Why? Because the monks have mixed feelings about their involvement in the alcohol business, which was an expedient forced on them by the French Revolution. Some have embraced the marketplace. Others square the trade with their consciences by resisting the market's attempt to make them bigger. "We sell beer to live and not vice versa," one brewery director told the Wall Street Journal recently, adding that expansion "would interfere with our job of being a monk".
It must be a matter of regret to many people that Belgian monks were not more centrally involved in the early cultivation of the Brussels sprout. If they had been, the vegetable would now be a cult product, available only from selected greengrocers. There would be 7, 8 and 9 per cent varieties. And they would certainly not be on everyone's plate this Christmas.

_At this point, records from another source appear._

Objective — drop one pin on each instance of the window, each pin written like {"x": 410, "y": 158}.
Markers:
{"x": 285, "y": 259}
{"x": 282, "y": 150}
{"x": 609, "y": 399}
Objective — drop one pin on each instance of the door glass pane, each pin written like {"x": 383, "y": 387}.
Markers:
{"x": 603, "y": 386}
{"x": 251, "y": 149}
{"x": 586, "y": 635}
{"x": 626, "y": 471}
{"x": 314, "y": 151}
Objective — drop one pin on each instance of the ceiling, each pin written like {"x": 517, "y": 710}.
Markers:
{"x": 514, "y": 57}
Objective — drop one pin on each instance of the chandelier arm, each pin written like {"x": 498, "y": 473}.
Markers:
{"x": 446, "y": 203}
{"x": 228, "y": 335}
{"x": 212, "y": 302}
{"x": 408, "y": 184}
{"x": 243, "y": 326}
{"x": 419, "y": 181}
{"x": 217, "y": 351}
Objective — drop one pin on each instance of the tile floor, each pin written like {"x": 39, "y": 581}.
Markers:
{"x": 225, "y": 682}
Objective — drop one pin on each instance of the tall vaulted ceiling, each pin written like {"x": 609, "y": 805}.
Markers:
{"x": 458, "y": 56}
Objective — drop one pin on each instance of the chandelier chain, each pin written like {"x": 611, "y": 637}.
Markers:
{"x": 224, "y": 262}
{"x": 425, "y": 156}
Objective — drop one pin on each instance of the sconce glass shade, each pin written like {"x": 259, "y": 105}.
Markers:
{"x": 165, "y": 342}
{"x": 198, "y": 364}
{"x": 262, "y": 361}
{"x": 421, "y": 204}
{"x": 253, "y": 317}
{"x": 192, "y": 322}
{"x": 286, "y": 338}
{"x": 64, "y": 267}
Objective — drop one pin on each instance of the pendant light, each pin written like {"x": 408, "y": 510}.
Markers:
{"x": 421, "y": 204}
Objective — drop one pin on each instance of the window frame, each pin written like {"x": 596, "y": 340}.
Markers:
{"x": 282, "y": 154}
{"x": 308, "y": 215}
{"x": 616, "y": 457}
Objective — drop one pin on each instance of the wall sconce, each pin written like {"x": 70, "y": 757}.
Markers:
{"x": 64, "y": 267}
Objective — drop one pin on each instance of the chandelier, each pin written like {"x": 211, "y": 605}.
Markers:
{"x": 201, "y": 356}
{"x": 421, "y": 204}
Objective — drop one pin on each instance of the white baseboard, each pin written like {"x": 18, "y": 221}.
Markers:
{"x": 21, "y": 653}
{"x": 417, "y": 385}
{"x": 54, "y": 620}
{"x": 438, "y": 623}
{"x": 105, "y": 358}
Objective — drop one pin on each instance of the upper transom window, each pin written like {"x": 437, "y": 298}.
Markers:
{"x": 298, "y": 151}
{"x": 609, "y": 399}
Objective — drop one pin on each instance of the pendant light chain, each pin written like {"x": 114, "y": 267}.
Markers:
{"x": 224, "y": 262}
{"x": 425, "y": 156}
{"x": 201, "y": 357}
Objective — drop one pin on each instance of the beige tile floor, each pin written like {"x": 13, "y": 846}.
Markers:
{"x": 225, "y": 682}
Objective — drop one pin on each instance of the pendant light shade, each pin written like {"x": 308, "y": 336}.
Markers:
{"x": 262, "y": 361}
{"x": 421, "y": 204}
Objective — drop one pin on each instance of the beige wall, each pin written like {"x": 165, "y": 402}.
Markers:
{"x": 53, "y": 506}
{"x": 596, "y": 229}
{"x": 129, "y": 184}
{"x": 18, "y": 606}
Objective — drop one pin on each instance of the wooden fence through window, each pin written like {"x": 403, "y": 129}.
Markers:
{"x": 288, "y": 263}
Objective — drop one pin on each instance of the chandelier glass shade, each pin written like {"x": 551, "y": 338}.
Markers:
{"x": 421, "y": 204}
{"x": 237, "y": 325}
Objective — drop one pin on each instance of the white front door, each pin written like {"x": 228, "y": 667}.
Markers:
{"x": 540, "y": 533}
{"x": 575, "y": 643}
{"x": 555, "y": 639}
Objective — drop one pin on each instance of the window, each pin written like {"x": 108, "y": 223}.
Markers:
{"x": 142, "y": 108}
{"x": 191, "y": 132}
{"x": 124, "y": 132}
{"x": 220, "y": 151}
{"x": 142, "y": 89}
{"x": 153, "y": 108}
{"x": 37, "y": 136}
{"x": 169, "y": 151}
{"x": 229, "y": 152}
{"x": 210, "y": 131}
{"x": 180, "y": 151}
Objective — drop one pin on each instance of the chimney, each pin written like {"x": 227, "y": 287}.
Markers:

Apologists will say that the vegetable is not bad, merely misunderstood. That cooked properly, with butter, garlic, or whatever you're having yourself added, it is unrecognisable from the horror you and I know. But one senses the dark hand of the sprout lobby here. I have heard similar claims for the truly inexcusable beetroot - another vegetable once compulsory in Ireland (in salads) before the order was mysteriously lifted about 1979.
An added claim for the sprout (although this seems to be the case with every self-respecting vegetable these days) is that it contains a unique anti-cancer compound. Against which - if it is true - must be set a notorious side-effect. There is no need for us to be graphic here: suffice to say that the Brussels sprout is a well-known contributor to global warming.
If we unilaterally stopped eating sprouts this Christmas, I doubt that there would be catastrophic consequences - not with Belgium already in disarray. The constitutional crisis there will resolve itself in due course, perhaps in the process producing a better sense of export priorities. Then maybe we can express solidarity with whatever new political entities emerge, just by drinking beer.